Giovedì 6 aprile 2017 alle 20.30, si parlerà della Società di Studi Trentini di Scienze Storiche con il presidente Marcello Bonazza, il vicepresidente Mirko Saltori e i direttori delle riviste «Storia» e «Arte», rispettivamente Emanuele Curzel e Luca Gabrielli, ai quali abbiamo avuto il privilegio di rivolgere alcune domande sull’importante attività editoriale della Società di Studi Trentini. Due parole su di loro prima di passare alle interviste.
Emanuele Curzel conta al suo attivo una laurea in Lettere Moderne presso la facoltà di Lettere e Filosofia dell’Università degli Studi di Trento, un diploma di Magistero in Scienze Religiose presso la Facoltà teologica dell’Italia Settentrionale, Istituto Superiore di Scienze Religiose delle Venezie, un Dottorato di Ricerca in Storia Medioevale presso l’Università Cattolica del Sacro Cuore di Milano.
Fra le varie esperienze lavorative maturate ricordiamo che è stato insegnante di ruolo di scuola superiore, dal 2016 professore associato di storia medioevale presso la facoltà di Lettere e Filosofia presso l’Università degli Studi di Trento, ha tenuto corsi di Storia della Chiesa e di Storia della Chiesa locale presso l’Istituto Superiore di Scienze Religiose a Bolzano e di storia presso la Scuola di paleografia, archivistica e diplomatica dell’Archivio di Stato di Bolzano.

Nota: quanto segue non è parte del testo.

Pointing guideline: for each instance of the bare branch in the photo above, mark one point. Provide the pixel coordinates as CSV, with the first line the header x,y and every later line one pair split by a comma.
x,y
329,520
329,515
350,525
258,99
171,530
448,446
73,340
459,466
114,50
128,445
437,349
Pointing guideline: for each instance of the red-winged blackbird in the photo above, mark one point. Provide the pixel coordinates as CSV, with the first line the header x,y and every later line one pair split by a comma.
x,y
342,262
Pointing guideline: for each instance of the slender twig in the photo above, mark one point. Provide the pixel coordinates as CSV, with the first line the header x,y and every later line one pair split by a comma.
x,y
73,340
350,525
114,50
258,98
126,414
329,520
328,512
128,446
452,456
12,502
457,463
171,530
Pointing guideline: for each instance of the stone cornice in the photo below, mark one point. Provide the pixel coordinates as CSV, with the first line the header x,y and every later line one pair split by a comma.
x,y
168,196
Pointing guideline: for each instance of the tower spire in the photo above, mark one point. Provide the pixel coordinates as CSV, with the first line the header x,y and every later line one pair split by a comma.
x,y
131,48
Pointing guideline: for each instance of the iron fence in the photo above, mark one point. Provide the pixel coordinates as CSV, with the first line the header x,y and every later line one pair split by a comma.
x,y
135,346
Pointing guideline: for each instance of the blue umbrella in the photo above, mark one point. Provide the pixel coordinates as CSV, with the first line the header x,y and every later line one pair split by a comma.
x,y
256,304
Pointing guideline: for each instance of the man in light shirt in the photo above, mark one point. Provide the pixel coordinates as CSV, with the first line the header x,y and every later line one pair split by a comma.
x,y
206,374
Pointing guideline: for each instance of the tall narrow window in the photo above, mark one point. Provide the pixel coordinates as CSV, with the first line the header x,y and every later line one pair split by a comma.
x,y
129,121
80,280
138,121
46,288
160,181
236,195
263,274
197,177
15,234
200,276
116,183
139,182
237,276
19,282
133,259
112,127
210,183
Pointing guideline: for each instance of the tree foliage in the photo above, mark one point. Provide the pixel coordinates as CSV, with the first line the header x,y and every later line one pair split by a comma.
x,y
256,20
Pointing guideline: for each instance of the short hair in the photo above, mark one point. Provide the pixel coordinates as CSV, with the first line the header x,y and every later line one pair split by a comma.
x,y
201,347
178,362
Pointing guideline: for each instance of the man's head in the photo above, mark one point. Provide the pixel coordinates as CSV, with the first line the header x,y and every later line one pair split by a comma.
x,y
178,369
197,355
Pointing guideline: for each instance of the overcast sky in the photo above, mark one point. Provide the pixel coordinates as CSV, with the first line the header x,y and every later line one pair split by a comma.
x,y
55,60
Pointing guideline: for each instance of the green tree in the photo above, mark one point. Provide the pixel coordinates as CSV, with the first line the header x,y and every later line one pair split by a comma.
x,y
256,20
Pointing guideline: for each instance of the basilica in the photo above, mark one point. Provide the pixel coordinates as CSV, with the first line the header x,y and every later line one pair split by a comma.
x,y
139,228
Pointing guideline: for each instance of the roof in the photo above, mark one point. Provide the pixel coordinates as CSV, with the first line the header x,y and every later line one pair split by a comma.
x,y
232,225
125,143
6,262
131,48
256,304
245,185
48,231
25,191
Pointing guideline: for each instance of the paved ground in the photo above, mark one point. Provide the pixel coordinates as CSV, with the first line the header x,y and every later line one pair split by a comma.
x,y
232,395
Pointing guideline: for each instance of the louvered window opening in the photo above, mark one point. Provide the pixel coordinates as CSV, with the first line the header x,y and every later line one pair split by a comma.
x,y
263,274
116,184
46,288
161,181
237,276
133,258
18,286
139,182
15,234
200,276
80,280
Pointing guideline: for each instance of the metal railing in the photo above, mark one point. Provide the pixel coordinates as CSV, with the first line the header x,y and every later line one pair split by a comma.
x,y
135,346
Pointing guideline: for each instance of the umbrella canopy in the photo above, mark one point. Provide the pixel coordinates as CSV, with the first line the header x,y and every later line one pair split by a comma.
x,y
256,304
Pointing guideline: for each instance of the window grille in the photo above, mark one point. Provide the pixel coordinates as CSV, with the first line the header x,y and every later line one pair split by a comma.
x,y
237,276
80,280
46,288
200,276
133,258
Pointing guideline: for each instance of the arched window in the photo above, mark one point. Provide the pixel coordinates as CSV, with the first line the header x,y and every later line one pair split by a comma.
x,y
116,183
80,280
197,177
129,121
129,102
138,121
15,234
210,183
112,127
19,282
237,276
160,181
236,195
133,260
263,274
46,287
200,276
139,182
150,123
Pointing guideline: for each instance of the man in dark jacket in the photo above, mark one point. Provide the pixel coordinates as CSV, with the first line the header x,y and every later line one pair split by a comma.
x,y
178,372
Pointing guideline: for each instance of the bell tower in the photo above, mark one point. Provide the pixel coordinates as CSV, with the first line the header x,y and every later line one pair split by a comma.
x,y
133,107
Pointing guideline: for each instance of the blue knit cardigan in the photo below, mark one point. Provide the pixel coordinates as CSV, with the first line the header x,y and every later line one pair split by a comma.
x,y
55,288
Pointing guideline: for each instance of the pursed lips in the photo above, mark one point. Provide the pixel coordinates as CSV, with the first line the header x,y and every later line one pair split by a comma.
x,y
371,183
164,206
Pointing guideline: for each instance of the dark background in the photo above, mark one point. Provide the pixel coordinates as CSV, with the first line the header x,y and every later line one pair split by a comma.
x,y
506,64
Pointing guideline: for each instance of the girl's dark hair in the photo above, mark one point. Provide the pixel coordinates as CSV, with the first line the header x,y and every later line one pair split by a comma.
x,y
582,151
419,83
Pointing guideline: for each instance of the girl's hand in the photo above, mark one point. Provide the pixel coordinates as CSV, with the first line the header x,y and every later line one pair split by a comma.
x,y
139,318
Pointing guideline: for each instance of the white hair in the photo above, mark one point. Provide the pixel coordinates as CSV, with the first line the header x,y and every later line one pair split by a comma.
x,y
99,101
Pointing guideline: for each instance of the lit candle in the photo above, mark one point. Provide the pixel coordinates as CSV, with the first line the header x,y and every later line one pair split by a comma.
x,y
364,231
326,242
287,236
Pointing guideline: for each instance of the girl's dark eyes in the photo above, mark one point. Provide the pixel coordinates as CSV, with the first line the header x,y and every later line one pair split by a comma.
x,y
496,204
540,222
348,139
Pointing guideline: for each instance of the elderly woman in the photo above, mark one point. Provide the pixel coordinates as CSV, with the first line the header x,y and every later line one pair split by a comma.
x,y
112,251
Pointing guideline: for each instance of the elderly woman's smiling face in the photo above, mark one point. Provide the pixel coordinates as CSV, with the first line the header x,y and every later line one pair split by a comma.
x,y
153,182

Ha diretto dal 2000 al 2016 la rivista «Il Margine», dal 2010 è direttore della rivista «Studi Trentini di Scienze Storiche» (dal 2011 «Studi Trentini. Storia»).
È inoltre socio dell’Accademia Roveretana degli Agiati e dell’Associazione Internazionale per le Ricerche sui Santuari.
«La Società di Studi Trentini di Scienze Storiche presenta se stessa e la sua recente attività editoriale» è il titolo dell’incontro del prossimo 6 aprile organizzato dall’Associazione Castelli del Trentino. Ci può dare qualche breve informazione per inquadrare l’argomento che verrà affrontato nel corso della serata?
«La nostra rivista esiste dal 1920, ma è l’eredità di altre, fondate negli ultimi anni del XIX secolo e agli inizi del XX dai migliori esponenti della cultura trentina, che collaborarono (spesso prescindendo dai loro orientamenti politici) nella convinzione che la difesa dell’identità trentina passasse anche attraverso la ricostruzione della storia del territorio.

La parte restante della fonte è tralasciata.